A thorough chart review of my patient revealed multiple surgeries, comorbidities including anxiety and depression, and extensive pain management interventions. I envisioned an individual with central sensitization, an amplification of neural signaling within the central nervous system that elicits pain hypersensitivity.11 I speculated that he had received a biomedical explanation for his pain and was searching for answers to “fix it.” Consequently, I knew that I would need to focus my treatment on pain education and the role of the nervous system in persistent pain. The patient’s subjective and objective assessment confirmed my suspicions of central sensitization.
I asked the patient if anyone had ever talked to him about how we experience pain. When he said “no” and was willing to discuss pain, I remember thinking, “Oh, I got this. This is going to be great!” When I finished my typical pain education, he just looked at me and stated, “OK, but I have arthritis, so there is something wrong with me. I have real pain.”
The error that I made in this case was jumping to conclusions too quickly, providing too narrow of an explanation for this patient’s pain, and failing to acknowledge the patient’s underlying concerns about osteoarthritis. This led to decreased trust and buy-in from the patient. In my explanation of his pain I should have acknowledged his osteoarthritis, explained how it can cause nociceptive pain, but also how it related to his current central sensitization symptoms in order to give him a more thorough and personal explanation of his pain. This case reminded me of the importance of understanding the patient’s perspective and acknowledging it to lead to improved therapeutic alliance and a more successful outcome for the patient.
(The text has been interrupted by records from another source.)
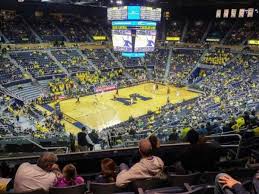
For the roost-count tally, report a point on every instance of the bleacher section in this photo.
(101, 58)
(71, 60)
(45, 28)
(27, 91)
(196, 30)
(38, 63)
(9, 72)
(16, 31)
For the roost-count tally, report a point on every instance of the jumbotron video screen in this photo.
(134, 28)
(145, 40)
(122, 40)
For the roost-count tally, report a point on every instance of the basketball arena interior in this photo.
(129, 96)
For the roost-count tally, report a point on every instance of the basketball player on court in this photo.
(77, 99)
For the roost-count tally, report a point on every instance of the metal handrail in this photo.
(230, 145)
(33, 142)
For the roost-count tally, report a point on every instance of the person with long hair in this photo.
(70, 177)
(108, 174)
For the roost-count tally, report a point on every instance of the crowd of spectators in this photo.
(217, 57)
(219, 29)
(195, 31)
(9, 72)
(71, 60)
(175, 28)
(182, 63)
(199, 156)
(229, 92)
(15, 30)
(38, 63)
(45, 28)
(101, 58)
(241, 31)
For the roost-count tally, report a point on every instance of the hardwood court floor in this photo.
(101, 110)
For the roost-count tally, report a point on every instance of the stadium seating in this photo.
(79, 189)
(16, 31)
(101, 58)
(47, 30)
(175, 28)
(196, 30)
(219, 29)
(37, 63)
(73, 28)
(8, 72)
(71, 60)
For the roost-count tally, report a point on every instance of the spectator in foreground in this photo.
(200, 155)
(108, 174)
(149, 166)
(84, 142)
(70, 177)
(42, 175)
(155, 144)
(225, 184)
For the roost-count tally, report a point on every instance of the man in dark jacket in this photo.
(84, 142)
(225, 184)
(200, 156)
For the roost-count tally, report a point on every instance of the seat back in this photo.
(30, 192)
(101, 188)
(77, 189)
(208, 177)
(171, 190)
(179, 180)
(150, 183)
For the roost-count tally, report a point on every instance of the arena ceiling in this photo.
(160, 3)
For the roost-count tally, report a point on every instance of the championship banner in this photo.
(99, 38)
(253, 42)
(173, 38)
(212, 39)
(105, 88)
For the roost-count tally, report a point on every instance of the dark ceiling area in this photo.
(157, 3)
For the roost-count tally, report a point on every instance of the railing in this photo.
(27, 138)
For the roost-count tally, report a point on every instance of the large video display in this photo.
(122, 40)
(145, 40)
(134, 13)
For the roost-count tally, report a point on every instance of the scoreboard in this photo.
(134, 13)
(134, 29)
(149, 13)
(117, 13)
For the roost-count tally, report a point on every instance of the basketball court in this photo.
(103, 110)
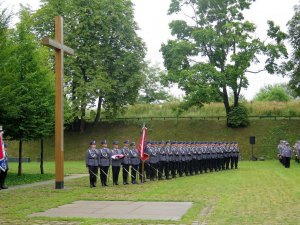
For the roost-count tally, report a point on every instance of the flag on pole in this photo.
(3, 158)
(142, 145)
(1, 146)
(118, 156)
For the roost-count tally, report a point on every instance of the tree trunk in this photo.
(226, 101)
(42, 156)
(236, 99)
(97, 118)
(82, 119)
(20, 158)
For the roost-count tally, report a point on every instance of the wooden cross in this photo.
(60, 49)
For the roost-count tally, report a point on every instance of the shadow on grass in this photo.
(13, 178)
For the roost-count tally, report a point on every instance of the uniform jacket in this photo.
(91, 157)
(116, 162)
(134, 157)
(104, 156)
(126, 159)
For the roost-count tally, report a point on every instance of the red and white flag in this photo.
(118, 156)
(142, 145)
(1, 146)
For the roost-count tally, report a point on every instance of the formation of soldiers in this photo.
(166, 160)
(297, 151)
(285, 153)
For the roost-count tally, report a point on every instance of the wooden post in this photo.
(60, 49)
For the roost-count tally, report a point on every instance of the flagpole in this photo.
(143, 171)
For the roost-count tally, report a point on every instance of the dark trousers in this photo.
(2, 178)
(236, 161)
(142, 173)
(153, 170)
(286, 161)
(161, 169)
(231, 162)
(116, 171)
(93, 171)
(147, 169)
(227, 161)
(104, 174)
(134, 169)
(125, 170)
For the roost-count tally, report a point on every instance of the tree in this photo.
(27, 90)
(151, 90)
(277, 92)
(109, 55)
(294, 37)
(214, 49)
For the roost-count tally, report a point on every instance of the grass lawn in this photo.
(256, 193)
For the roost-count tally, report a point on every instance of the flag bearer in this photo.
(91, 161)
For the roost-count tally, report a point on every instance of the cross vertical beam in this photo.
(59, 106)
(60, 49)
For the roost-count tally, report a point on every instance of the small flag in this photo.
(118, 156)
(142, 145)
(3, 158)
(1, 146)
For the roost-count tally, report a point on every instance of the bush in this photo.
(238, 117)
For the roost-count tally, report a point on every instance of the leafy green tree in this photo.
(280, 93)
(152, 90)
(214, 49)
(109, 55)
(27, 90)
(294, 34)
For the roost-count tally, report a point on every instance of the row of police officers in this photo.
(166, 160)
(285, 152)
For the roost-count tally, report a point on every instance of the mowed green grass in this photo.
(257, 193)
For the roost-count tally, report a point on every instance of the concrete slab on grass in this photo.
(120, 210)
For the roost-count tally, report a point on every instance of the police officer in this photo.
(4, 168)
(126, 162)
(104, 162)
(297, 151)
(287, 154)
(92, 163)
(135, 162)
(163, 166)
(116, 156)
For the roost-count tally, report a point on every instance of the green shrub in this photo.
(238, 117)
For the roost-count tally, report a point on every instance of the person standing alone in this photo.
(3, 168)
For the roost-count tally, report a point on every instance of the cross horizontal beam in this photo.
(57, 46)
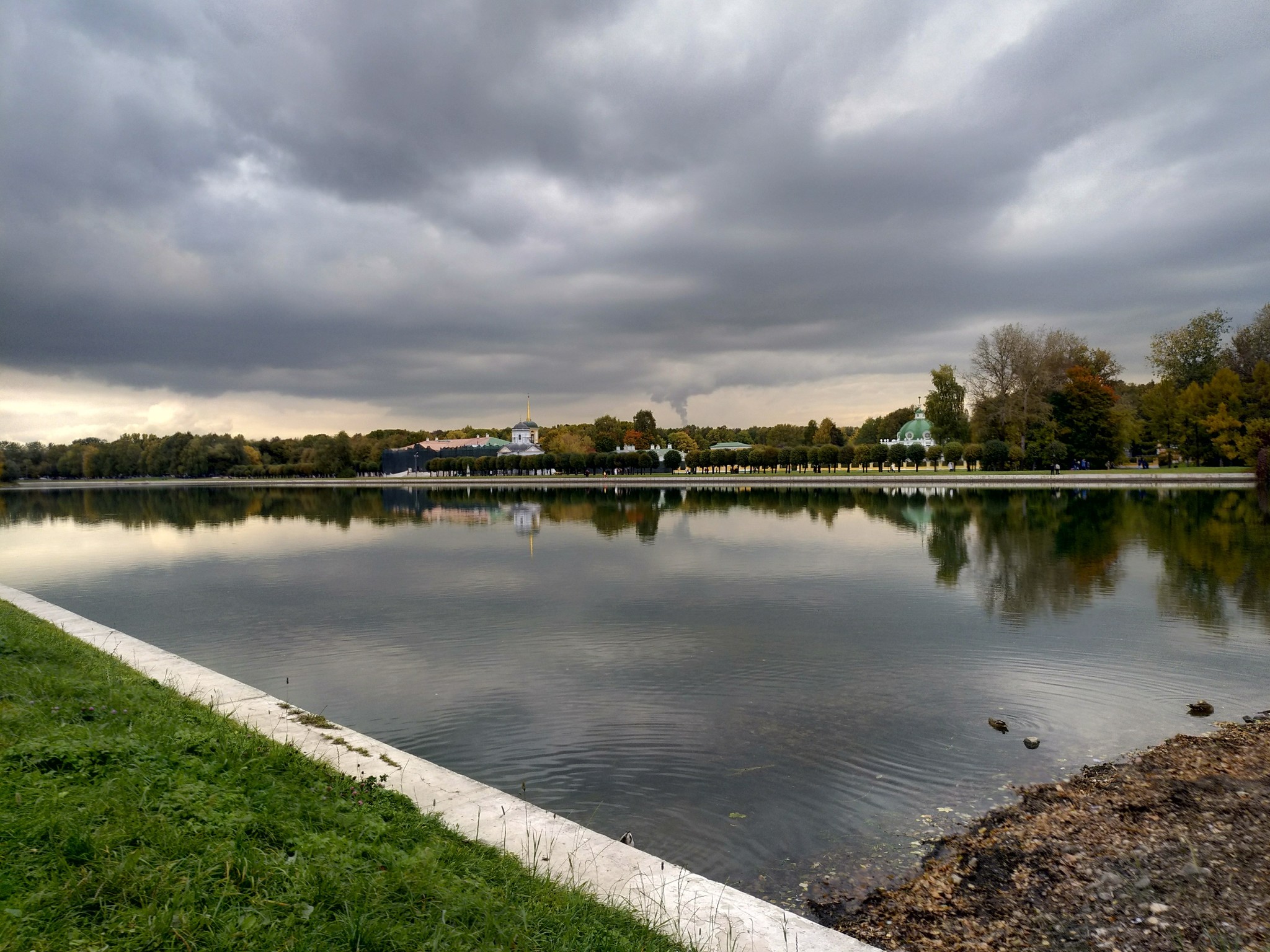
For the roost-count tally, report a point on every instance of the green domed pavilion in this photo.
(916, 431)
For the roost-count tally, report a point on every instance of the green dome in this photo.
(916, 430)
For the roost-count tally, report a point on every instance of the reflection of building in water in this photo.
(527, 518)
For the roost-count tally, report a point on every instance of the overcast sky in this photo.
(283, 218)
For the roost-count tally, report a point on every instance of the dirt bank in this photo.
(1169, 850)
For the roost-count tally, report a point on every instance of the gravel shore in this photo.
(1169, 850)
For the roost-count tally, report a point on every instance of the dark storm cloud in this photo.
(582, 198)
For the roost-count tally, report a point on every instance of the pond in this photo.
(771, 687)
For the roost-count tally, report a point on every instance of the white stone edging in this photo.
(690, 908)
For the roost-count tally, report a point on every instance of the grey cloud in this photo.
(445, 202)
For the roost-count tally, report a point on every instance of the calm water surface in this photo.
(769, 687)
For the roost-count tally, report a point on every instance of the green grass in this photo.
(135, 819)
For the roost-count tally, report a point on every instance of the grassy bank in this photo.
(135, 819)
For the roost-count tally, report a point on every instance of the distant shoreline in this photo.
(1083, 479)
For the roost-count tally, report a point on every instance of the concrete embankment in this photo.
(1112, 479)
(690, 908)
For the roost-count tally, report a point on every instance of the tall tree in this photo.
(646, 423)
(945, 405)
(1249, 346)
(1015, 369)
(1162, 413)
(1192, 353)
(609, 433)
(1083, 410)
(827, 433)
These patient stories reflect the complexity of pain and some pitfalls in clinical decision-making. Persistent pain is a condition with many potential contributing factors; its multifaceted nature can intimidate individuals experiencing it as well as their healthcare providers.12 Providers across multiple disciplines express concern about patients’ motivation, attention-seeking behavior, and the existence of actual pain.4-5,13 However, it is important to consider that these individuals are just like all patients we see. They have limitations in their daily lives and our job is to help them achieve their goals.
While all individuals have a combination of biological, psychological, and social factors impacting their pain experience, the extent to which each of these factors plays a role is unique to each person.14 For some, the biological factors will play a larger role; for others, the psychological factors will dominate.
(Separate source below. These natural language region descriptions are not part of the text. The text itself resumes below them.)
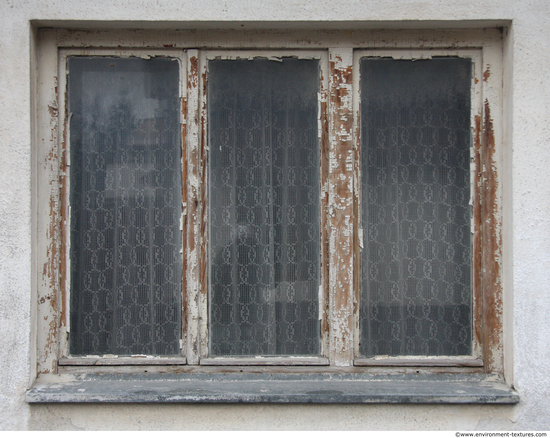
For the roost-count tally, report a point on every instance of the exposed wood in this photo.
(340, 219)
(192, 208)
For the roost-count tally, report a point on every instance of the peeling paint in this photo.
(341, 158)
(492, 249)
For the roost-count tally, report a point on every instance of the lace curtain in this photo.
(415, 145)
(126, 262)
(264, 207)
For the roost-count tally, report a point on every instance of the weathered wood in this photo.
(340, 216)
(120, 361)
(288, 360)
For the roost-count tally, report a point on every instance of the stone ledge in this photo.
(273, 388)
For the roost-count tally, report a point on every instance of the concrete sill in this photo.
(273, 388)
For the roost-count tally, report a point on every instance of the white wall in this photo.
(526, 232)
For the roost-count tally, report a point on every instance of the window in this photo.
(318, 205)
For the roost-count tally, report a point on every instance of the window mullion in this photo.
(340, 220)
(192, 286)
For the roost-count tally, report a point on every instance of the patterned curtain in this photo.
(264, 207)
(125, 184)
(415, 144)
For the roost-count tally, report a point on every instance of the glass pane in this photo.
(415, 139)
(126, 262)
(264, 207)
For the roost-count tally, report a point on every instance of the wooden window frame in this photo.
(340, 201)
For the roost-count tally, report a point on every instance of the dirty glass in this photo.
(264, 207)
(125, 198)
(416, 294)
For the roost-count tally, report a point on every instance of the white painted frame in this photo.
(340, 46)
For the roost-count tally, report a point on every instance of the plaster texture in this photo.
(526, 188)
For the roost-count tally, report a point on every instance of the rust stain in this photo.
(184, 171)
(492, 249)
(324, 219)
(52, 110)
(341, 214)
(476, 244)
(193, 76)
(203, 195)
(63, 232)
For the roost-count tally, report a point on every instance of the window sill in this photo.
(273, 388)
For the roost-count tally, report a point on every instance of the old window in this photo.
(416, 210)
(317, 205)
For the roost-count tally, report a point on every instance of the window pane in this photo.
(264, 207)
(415, 139)
(126, 265)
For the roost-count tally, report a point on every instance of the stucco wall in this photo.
(526, 234)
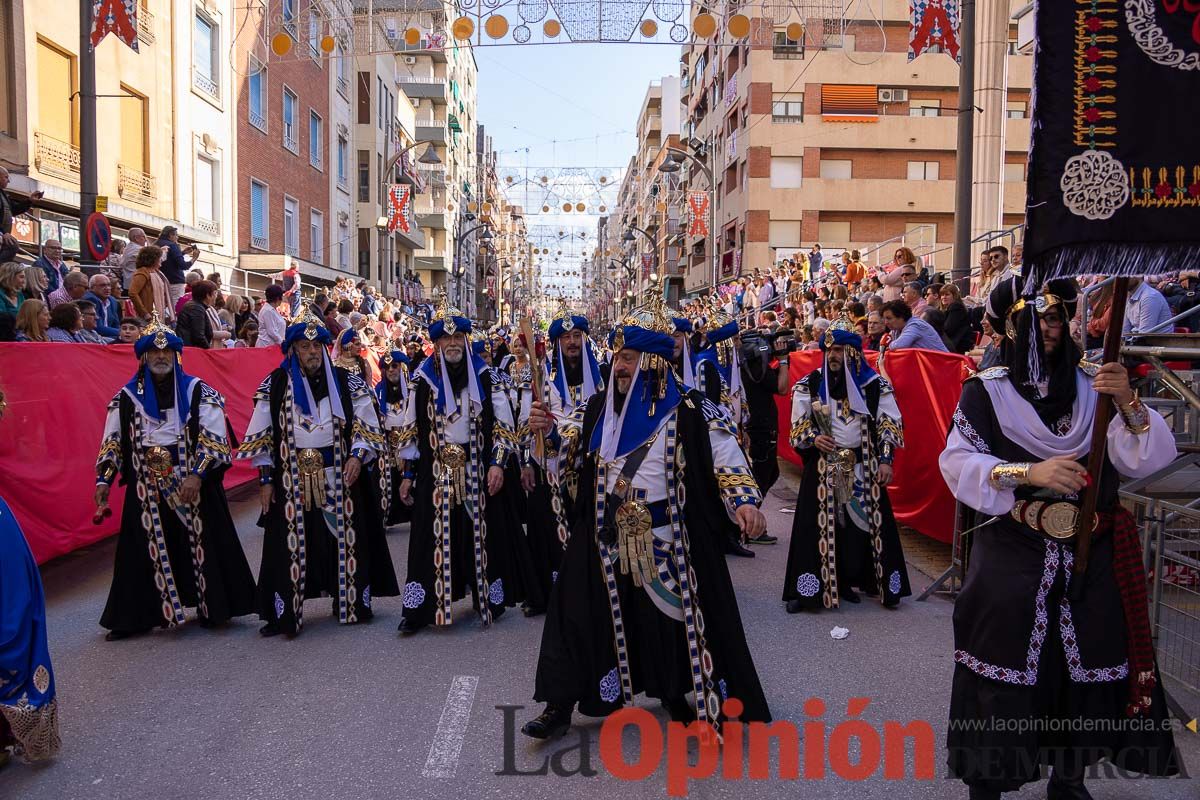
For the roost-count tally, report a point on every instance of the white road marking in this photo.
(447, 746)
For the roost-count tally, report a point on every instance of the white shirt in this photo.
(271, 326)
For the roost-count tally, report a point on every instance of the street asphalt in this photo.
(359, 713)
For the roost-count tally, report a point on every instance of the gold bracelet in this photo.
(1009, 476)
(1135, 416)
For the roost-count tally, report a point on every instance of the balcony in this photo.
(205, 84)
(145, 25)
(424, 86)
(55, 157)
(136, 186)
(431, 130)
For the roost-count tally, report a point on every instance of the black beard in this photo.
(457, 373)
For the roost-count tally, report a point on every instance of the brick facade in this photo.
(263, 157)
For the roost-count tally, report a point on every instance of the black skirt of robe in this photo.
(375, 575)
(577, 650)
(135, 602)
(541, 527)
(504, 535)
(994, 620)
(853, 551)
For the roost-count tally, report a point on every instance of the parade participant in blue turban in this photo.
(167, 438)
(846, 427)
(312, 432)
(29, 709)
(642, 566)
(456, 439)
(391, 397)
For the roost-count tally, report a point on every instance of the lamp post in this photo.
(671, 166)
(460, 268)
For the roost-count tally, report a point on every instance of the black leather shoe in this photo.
(679, 709)
(733, 547)
(408, 627)
(551, 723)
(1063, 788)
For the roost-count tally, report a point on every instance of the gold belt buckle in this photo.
(159, 462)
(633, 518)
(453, 456)
(310, 461)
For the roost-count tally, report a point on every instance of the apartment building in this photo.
(166, 126)
(283, 118)
(835, 139)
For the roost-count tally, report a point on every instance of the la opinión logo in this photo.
(852, 750)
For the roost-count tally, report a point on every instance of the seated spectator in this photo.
(909, 331)
(247, 335)
(190, 280)
(108, 308)
(12, 288)
(195, 325)
(958, 331)
(912, 296)
(875, 330)
(36, 287)
(88, 332)
(75, 287)
(66, 322)
(148, 288)
(1146, 308)
(130, 331)
(33, 320)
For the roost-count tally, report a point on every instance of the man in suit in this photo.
(9, 209)
(108, 310)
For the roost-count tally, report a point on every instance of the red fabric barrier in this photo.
(927, 385)
(58, 395)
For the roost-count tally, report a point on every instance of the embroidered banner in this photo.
(697, 214)
(934, 24)
(400, 197)
(1114, 179)
(117, 17)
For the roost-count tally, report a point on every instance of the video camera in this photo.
(759, 347)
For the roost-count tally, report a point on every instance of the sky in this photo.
(555, 106)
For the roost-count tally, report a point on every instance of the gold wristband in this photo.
(1009, 476)
(1135, 416)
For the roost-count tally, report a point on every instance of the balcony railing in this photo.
(55, 157)
(145, 25)
(205, 84)
(136, 186)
Physical therapists are often viewed as healthcare providers who address biological factors, but we are in an excellent position to address certain psychosocial factors as well.14-15 Lack of familiarity can lead to discomfort when addressing psychosocial factors, but we can use our skills to identify modifiable impairments, and through shared decision-making, we can develop a plan of care to improve overall health and quality of life. Despite the complexity, we can make a significant impact in the lives of individuals with persistent pain. As Joshua J. Marine writes, “Challenges are what make life interesting and overcoming them is what makes life meaningful.”16 Marine’s words illustrate for us why we value working with individuals who have persistent pain, despite the challenges along the way.